The elite high school where Nasrin and Raihan earned top grades emailed parents to alert them to the disturbing news about two alumni.
"I was deeply saddened by this news. While Zakia and Rasel graduated some time ago, they are still very much in our thoughts," Meka Pace, executive director of Metro Schools, said in a statement.
"Our condolences and prayers go out to the families of these young adults.
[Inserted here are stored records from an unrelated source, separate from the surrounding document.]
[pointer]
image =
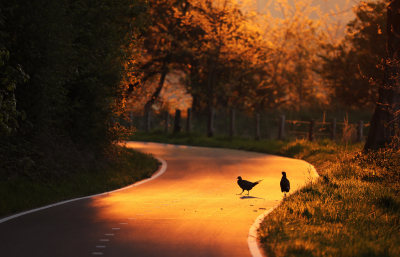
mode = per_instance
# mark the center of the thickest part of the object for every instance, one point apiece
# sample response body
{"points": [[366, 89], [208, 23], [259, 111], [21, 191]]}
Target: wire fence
{"points": [[258, 126]]}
Even though their actions are indefensible, the loss of a young life is tragic — no matter the circumstances."
Dominion Middle School, where Raihan was a student from 2008 to 2010, said he was a "great student."
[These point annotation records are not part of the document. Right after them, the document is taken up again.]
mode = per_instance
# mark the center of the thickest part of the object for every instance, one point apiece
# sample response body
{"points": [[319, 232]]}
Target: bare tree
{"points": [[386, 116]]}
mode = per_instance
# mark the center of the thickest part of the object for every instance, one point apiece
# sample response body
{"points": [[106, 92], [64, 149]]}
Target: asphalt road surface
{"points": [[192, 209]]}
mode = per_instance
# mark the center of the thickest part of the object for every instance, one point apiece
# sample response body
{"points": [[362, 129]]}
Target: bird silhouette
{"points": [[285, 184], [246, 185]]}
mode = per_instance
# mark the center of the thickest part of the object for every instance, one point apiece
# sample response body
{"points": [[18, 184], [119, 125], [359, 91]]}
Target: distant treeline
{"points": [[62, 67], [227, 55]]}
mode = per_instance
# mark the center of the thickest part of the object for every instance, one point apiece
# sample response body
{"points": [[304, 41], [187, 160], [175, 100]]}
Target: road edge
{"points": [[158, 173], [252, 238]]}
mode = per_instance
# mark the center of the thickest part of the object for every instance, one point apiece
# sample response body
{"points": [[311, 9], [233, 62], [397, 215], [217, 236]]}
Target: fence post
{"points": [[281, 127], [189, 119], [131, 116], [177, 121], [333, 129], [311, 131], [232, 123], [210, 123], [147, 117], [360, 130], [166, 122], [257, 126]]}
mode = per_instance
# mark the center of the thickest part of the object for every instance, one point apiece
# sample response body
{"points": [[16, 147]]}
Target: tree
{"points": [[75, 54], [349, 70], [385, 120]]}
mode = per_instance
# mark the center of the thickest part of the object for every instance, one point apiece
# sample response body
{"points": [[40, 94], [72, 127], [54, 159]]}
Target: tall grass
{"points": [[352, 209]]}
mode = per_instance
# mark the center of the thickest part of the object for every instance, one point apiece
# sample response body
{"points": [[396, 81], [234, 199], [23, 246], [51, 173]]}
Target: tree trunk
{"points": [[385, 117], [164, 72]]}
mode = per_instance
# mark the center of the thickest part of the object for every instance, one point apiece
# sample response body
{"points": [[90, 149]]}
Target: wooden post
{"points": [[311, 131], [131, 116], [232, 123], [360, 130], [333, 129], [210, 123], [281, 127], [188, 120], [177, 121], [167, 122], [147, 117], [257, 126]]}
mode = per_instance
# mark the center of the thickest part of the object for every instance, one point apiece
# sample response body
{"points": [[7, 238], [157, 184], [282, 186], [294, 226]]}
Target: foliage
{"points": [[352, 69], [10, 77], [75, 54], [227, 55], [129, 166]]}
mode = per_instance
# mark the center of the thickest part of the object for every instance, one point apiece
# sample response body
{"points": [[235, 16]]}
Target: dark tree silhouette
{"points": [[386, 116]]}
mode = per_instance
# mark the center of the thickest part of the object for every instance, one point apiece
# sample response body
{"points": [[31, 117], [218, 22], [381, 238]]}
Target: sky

"He was a typical adolescent boy who had high expectations and came from a very humble family," said Jacqueline Bryant, a spokeswoman for the school district.
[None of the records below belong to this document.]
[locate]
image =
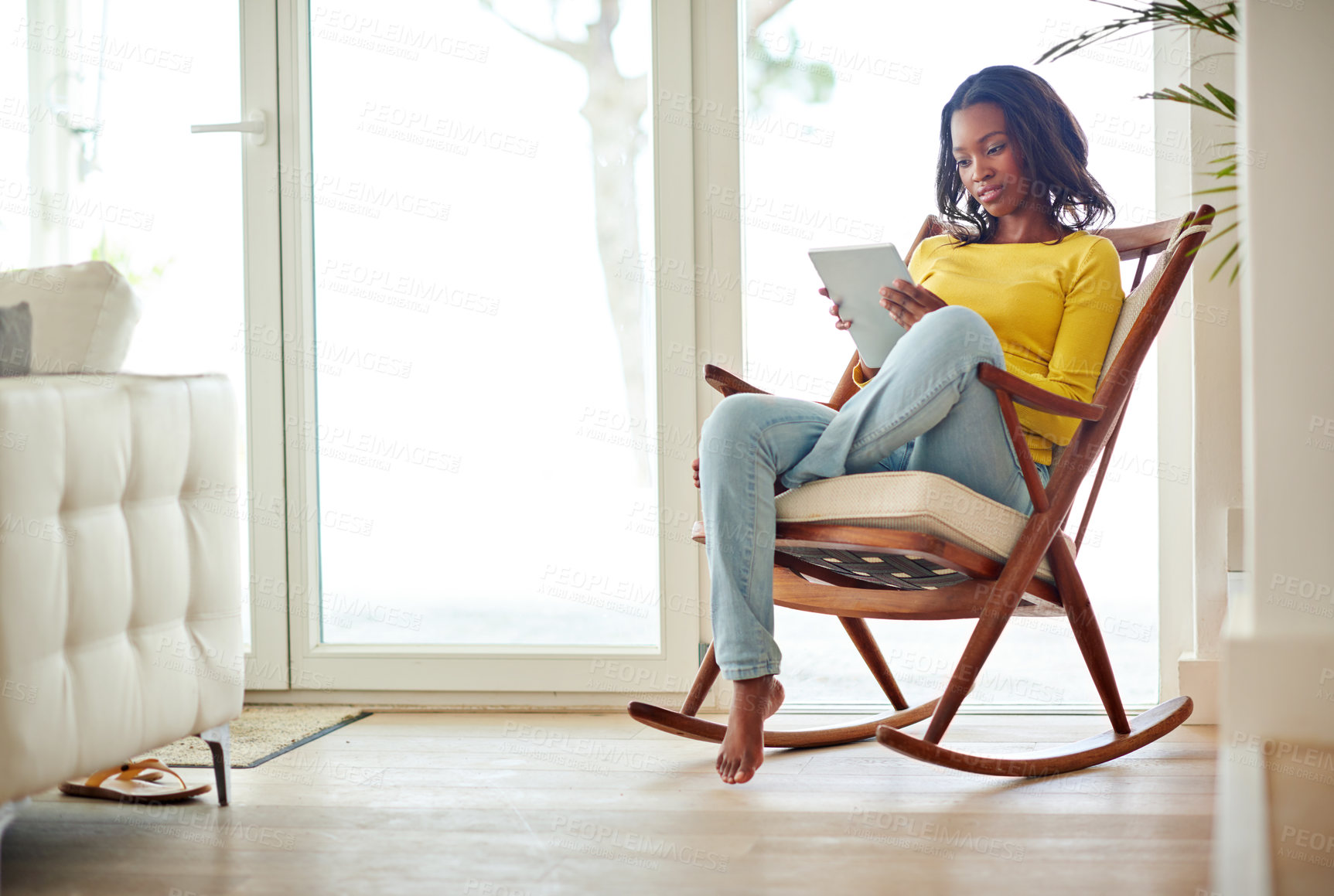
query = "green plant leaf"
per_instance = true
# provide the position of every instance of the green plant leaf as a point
(1222, 97)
Mounir Lynch, 19, attended Dominion with Raihan and said he is stunned by the turn his former schoolmate's life took.
"He never had bad behavior," Lynch said. "He was always a positive guy and he was just so brilliant."
"It's just a mystery in general with any American — regardless of your race or religion or background — why they would join this group that is attempting to tear the world apart," he added.
Lynch said it angered him that his old friend would put American security at risk and in doing so, make life harder for law-abiding Muslims.
"We don't know how he got killed or anything like that," he said. "We just know that his choice ended up costing him his life and his dignity."